In [1]:
import os
os.chdir('..')

As our dataset is in Chinese, to facilitate communication with team members and instructors, we are creating a subset of English translations using Google Translate API.

If you want to run the following code yourself, follow the instructions [here](https://cloud.google.com/translate/docs/quickstart-client-libraries#client-libraries-install-python).

In [2]:
from config import valid_data_path, train_data_path, testa_data_path
from fgclassifier import read_csv
from sklearn.externals import joblib

df_train_raw = read_csv(train_data_path)

2018-12-05 02:01:38,903 [INFO] Reading /opt/storage/train/sentiment_analysis_trainingset.csv..


In [3]:
from config import data_root 

cache_path = f'{data_root}/train/en.pkl'
try:
    translations = joblib.load(cache_path)
    print(len(translations))
except:
    translations = {}

10015


In [4]:
import glob
import time
from IPython.display import clear_output

from tqdm import tqdm
from google.cloud import translate
from sklearn.externals.joblib import Parallel, delayed

# All available credentials
credentials = glob.glob('../data/google-cloud/*.json')
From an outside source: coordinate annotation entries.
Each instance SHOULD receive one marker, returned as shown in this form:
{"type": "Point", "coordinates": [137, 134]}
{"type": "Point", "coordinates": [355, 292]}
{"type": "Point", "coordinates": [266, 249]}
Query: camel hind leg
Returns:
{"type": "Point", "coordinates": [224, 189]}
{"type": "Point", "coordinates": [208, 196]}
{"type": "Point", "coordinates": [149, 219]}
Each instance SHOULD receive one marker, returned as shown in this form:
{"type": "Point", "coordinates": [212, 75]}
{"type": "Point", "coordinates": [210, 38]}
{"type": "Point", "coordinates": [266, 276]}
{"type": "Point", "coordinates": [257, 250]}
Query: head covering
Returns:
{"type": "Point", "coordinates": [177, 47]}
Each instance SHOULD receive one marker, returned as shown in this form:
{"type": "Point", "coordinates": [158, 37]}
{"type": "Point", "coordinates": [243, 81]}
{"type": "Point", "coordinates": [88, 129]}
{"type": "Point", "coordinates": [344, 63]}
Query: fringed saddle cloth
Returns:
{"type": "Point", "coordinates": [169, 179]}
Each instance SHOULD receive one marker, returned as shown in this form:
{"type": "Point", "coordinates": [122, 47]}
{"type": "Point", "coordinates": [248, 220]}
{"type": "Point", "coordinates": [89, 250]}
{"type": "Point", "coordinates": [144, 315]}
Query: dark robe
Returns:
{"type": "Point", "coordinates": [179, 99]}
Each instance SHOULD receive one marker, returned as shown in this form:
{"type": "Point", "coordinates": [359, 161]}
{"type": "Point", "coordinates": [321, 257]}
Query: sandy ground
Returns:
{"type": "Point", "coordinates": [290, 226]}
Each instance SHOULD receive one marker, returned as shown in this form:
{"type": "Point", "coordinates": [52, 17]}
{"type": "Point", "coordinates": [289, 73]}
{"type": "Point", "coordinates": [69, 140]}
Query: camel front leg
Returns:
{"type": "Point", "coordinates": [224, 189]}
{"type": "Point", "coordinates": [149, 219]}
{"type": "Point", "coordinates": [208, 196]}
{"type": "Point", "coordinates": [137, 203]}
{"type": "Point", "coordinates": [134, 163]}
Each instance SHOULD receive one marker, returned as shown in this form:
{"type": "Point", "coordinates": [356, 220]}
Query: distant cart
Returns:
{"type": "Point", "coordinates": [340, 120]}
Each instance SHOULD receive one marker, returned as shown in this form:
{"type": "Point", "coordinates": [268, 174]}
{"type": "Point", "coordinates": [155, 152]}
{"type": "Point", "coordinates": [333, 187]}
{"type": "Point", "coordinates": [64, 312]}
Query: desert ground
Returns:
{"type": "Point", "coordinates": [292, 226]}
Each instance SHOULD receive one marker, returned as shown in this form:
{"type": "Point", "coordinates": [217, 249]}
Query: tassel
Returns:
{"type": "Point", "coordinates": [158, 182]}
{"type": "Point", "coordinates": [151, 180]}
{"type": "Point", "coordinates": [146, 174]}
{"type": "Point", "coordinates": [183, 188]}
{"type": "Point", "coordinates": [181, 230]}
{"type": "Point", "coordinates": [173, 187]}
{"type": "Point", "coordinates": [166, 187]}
# Use multiple credentials to bypass rate limit
clients = []
for credential in credentials:
    print(credential)
    clients.append(translate.Client.from_service_account_json(credential))

df = df_train_raw.copy().iloc[0:12000,:]
contents = [x.strip('"') for x in df['content']]
n_client = len(clients)
n_records = df.shape[0]

client_ok = [True for _ in clients]


def get_client(i):
    c = 0
    while not client_ok[i % n_client] and c < n_client:
        c += 1
        i += 1
    i = i % n_client
    client = clients[i] if c < n_client else None
    return i, client

failed = []

clear_output()
pbar = tqdm(total=n_records)
queue = list(range(n_records))
n_failed = 0

while len(queue) and n_failed < n_client:
    i = queue.pop(0)
    if i not in translations:
        start_time = time.time()
        client_idx, client = get_client(i)
        if not client:
            raise RuntimeError('No Available Client.')
        try:
            translation = client.translate(contents[i],
                target_language='en', source_language='zh')
            translations[i] = translation['translatedText']
        except Exception as e:
            # print(client_idx + 1, e)
            client_ok[client_idx] = False
            queue.append(i)
            n_failed += 1
            continue
        end_time = time.time()
        # If finished within 1 second, wait...
        if end_time < start_time + 0.5:
            time.sleep(start_time + 0.5 - end_time)
    pbar.update(1)

100%|██████████| 12000/12000 [39:01<00:00,  1.03s/it]   

In [5]:
joblib.dump(translations, cache_path)

['/opt/storage/train/en.pkl']

In [7]:
import pandas as pd

# Replace content with translation, and replace apostrophe 
df['content'] = [x.replace('&#39;', "'") for x in pd.Series(translations).sort_index()]

Sanity Check

In [9]:
import numpy as np

idx = np.random.randint(0, 10000)
print(df_train_raw['content'][idx])
print(df['content'][idx])

"夏天散步时曾经路过，看到里面很是热闹，进去吃过一次，感觉还不错。今天再散步到此，排队、拿托盘、慢走点菜，菜式非常丰富，好几种鱼、鸡肉、红烧肉、小排骨、炒猪肝、各种蔬菜、羹、汤、、、盛米饭的碗不大，说可以添，问老板为何碗小饭少，曰浪费粮食是可耻的，让食客自己添加不要浪费☺一楼坐不下的客人，可以去二楼，上面面积也挺大的。观察一会，估计旁边居民为多，大概都是一家三口为省事，几人团聚免烧菜的格调各种菜肴价格不贵，味道也不错，就是有人抽烟无人管（虽然到处写着不许抽烟）"
I used to pass by during the summer walk. I saw that it was very lively. I went in and ate once and it felt pretty good. Today, I will take a walk here, line up, take the tray, and slowly go to order. The dishes are very rich. There are several kinds of fish, chicken, braised pork, small ribs, fried pork liver, various vegetables, clams, soup, and bowls of rice. Not big, said that you can add, ask the boss why the bowl is small, it is shameful to waste food, let the diners add themselves and don't waste the guests who can't sit on the first floor, you can go to the second floor, the area is quite big. After observing for a while, it is estimated that there are many residents nearby. It is probably a family of three to save trouble. The style of several peo

In [10]:
import csv

# Sample data obtained by Google Translating to English
df.to_csv('data/english.csv', index=False, quoting=csv.QUOTE_NONNUMERIC)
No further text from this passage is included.